Kel kantité larzan la bezwin pou viv ? Comment chérir la vie quand son coût est insupportable pour 60% de la population ? Tels furent les sujets de débat de l’émission Alé di Partou pendant laquelle les chiffres se sont confrontés aux souffrances.
L’émission Alé di partou du 29 août, sur Radio Sud Plus et Parallèle Sud, a consacré deux heures à un sujet qui traverse toute la société réunionnaise : le coût de la vie. Les mots méritent qu’on s’y arrête. Les animateurs Olivier Mussard et Nini des Bilimbies ouvrent ainsi le débat : « On n’est pas trop d’accord sur ce mot-là de vie chère. Parce que pour nous la vie n’est pas chère, on doit chérir la vie. On n’a pas de pouvoir dans l’achat, on n’a une dépendance dans l’achat. »
Autour de la table : l’économiste Philippe Fabing, les représentants du Rassemblement pour la protection des peuples et des ressources afro-caribéennes et de l’océan Indien (RPPRAC-OI), Séverine Rahout et Clarisse Cordon, le vice-président de l’Observatoire des prix, des marges et des revenus, Jocelyn Cavillot et Gérard Yeselnick, ancien fonctionnaire de la répression des fraudes qui vient de proposer une loi contre la vie chère.
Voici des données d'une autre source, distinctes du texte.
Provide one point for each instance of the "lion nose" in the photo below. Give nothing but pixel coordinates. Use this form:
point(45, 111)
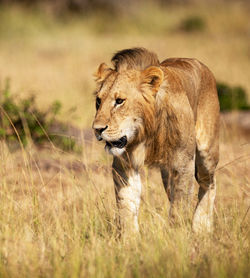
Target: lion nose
point(99, 129)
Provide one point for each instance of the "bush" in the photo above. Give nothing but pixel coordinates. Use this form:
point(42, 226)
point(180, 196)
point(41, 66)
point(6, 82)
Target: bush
point(23, 121)
point(232, 98)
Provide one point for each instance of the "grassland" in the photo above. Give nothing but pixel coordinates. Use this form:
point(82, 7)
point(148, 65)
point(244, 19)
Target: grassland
point(57, 209)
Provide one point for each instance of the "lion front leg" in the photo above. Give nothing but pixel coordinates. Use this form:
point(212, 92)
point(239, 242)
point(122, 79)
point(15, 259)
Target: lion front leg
point(178, 183)
point(128, 195)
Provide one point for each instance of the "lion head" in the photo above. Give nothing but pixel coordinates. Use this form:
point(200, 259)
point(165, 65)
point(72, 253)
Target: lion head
point(125, 99)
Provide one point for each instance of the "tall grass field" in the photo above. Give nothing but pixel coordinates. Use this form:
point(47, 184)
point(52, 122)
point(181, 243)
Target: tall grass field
point(57, 206)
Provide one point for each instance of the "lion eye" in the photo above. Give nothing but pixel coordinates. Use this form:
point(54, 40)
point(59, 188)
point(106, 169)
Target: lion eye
point(98, 103)
point(119, 101)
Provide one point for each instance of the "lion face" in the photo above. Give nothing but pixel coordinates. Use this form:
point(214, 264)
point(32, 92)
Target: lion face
point(120, 108)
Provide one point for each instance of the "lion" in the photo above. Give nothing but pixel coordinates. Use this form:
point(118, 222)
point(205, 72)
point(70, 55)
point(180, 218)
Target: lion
point(160, 114)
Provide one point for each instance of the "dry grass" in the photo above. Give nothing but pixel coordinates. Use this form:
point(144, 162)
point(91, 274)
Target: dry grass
point(57, 209)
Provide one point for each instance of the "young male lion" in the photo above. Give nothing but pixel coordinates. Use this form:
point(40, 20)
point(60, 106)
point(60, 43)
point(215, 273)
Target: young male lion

Tous ont dressé un constat sévère : malgré les rapports officiels et les dispositifs existants, la cherté des prix reste insoutenable pour une majorité de ménages. Des revenus trop bas pour des prix trop hauts. Le diagnostic est vite posé : « 40 % de la population vit avec des revenus inférieurs au seuil de pauvreté de 800 €. Avec des salaires bien plus faibles qu’en métropole et des prix plus élevés. », pose Jocelyn Cavillot.
« Nou té mizèr mé nou té pa maléré ».
Séverine Rahout
« Quand vous prenez les 20 % les plus riches à la Réunion, ils ont le même pouvoir d’achat que les 20 % les plus riches en province en France. Les 20 % suivants ont en gros 15 % de pouvoir d’achat au moins. Essentiellement, c’est l’écart de coût de la vie. Les 60 % qui suivent sont des ménages qui vivent avec un revenu qui est de l’ordre de 35 à 40 % moins élevé que les 60 % les plus pauvres en province en France », précise Philippe Fabing
Séverine Rahout affirme que c’était mieux avant : « Nou té mizèr mé nou té pa maléré ». Elle explique que c’est la politique menée qui a parqué les Réunionnais dans les immeubles et détruit leur mode de vie. Un point de vue que ne partage pas Philippe Fabing qui relève quant à lui une progression constante du niveau de vie de la population jusqu’au début des années 2000 : « Dire qu’on était plus heureux, c’est oublier que beaucoup de familles vivaient dans une misère noire. »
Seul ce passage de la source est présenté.